ならば全て斬るのみ。火を纏い円を描く剣閃は、血鬼術を尽く斬り払う。どうにか凌いだ。帯鬼と距離を空け、呼吸を整える。やれる。戦えている。身体の調子も問題無い。ヒノカミ神楽を連発したのに、以前ほど消耗していない。独孤さんの元で積んだ鍛錬の成果だ。何度肺が潰れて、何度腕が引っこ抜けると思ったことか。厳しい修行は無駄じゃなかった。

 

嫌な匂い。血の斬撃がまた飛んでくる。
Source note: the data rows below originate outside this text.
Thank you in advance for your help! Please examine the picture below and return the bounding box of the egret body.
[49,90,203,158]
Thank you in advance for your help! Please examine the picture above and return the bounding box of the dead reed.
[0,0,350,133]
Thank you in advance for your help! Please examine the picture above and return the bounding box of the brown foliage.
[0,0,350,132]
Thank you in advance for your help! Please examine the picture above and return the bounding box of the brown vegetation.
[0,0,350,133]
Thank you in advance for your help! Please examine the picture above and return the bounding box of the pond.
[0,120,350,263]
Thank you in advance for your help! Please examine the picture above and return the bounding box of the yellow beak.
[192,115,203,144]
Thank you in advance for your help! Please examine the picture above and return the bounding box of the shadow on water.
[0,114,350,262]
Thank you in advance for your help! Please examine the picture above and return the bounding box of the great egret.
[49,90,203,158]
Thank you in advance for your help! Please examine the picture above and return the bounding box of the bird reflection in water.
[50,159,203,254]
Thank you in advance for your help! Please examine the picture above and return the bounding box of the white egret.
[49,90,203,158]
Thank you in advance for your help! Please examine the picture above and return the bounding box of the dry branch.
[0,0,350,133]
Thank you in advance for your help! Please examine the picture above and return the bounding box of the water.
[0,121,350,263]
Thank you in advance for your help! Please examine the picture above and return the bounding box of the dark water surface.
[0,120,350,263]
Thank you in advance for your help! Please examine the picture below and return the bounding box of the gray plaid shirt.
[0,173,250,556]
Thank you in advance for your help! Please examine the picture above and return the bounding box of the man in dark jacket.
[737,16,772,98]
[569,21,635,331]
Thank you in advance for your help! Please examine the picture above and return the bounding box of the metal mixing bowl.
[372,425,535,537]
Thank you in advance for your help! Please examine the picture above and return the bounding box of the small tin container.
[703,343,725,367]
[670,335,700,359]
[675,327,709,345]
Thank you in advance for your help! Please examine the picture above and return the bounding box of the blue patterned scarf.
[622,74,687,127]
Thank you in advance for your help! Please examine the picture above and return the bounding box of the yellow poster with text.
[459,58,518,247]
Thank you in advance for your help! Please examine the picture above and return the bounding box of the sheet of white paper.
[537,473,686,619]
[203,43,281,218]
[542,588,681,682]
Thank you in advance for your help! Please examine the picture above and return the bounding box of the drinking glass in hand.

今度は―――カナヲが狙いか。それも三つ、帯を避けた先で当たるように飛来する。花の呼吸の威力ではこの血鬼術を斬ることは難しい。そう読んだからこそ、カナヲを集中して狙ったに違いない。

 

ヒノカミ神楽 灼骨炎陽

 

だが、そんなことは許さない。カナヲの元へ跳び込み、三つの血の刃を全て斬り捨てた。

 

花の呼吸 伍ノ型 徒の芍薬

 

その間に降る帯は、カナヲが迎撃する。あちらが協力して攻撃してくるならば、こっちは協力して防ぎ切るだけ。カナヲとは屋敷で頻繁に手合わせをしていた。お互いの呼吸や動きは、よく知っている。

 

「ちょこちょこと羽虫のように鬱陶しいわね。その呼吸も癇に障るわ。斬られると痛いし、再生が遅い。なんなのアンタ?早く死になさいよ」

 

ガリガリと鬼は自分の頬を掻き毟る。爪が皮膚を突き破って血が流れるが、すぐに修復する。

 

「―――取り立てるぜ。そうやって俺たちは生きてきたからなぁあ。お前らみてぇな幸せ者からは特に、取り返さねぇとなああ」

 

鬼の空気が変わった。額に逆さまの目が開き、纏う雰囲気が重苦しいものへ変化する。男の鬼に近い空気、そして殺気。息を吐き、意識を集中させる。ここからが本番だ。心を燃やせ。全力で戦い抜け。日輪刀を強く握り、駆け出そうとした、その時。

 

「―――っ、なんだ?」

 

轟音。地の底から響くような、爆発音に近い音がすぐ近くから聞こえた。全員が動きを止め、音の方に目をやる。―――瞬間、地面から大量の血鬼術の刃が噴き出して、空へと昇る。続けて飛び出してきたのは。

 

「独孤さん…」

 

そのまま地面に着地し、両脇に抱えた女性を降ろす。恐らく天元さんの奥さんだろう。独孤さんは無事、捕らわれた人たちを助け出したのだ。

 

形勢が変わった。独孤さんが来た以上、もう負けは無いだろうと思う。当然油断してはならないが、自分たちが戦える相手に対して、独孤さんが苦戦する場面が想像できない。あとはいかに被害を抑え、上弦の陸を討伐するかになるはず。

 

だが、そんな思惑とは裏腹に独孤さんは動かなかった。こちらを見る様子も無い。厳しい表情を崩さないまま、花街の彼方を睨んでいる。

 

「向こう…?」

 

釣られるように同じ方向を見た。黒い着物を着た誰かが立っている。それは不思議な存在感を放ち、目を離すことができない。

 

「―――うそ」

 

すぐ近くのカナヲが震えていた。信じられないものを見たかのように、目を見開いて口元を押さえている。―――嫌な予感がする。気付かなくてはならない。しかし気付けば全てが終わってしまうような、絶望にも近い予感。そして、カナヲが次に口にした言葉で、予感は確信に変わった。

 

「――――――上弦の、壱」




この展開が書きたくて花街編を書き始めたのでした。原作でも黒死牟と炭治郎が遭遇することに期待していたんですが叶わなかったので。


尚、しのぶちゃんは避難誘導と巻き込まれた怪我人の治療に徹しています。元から戦闘よりもその役割を期待されて潜入していました。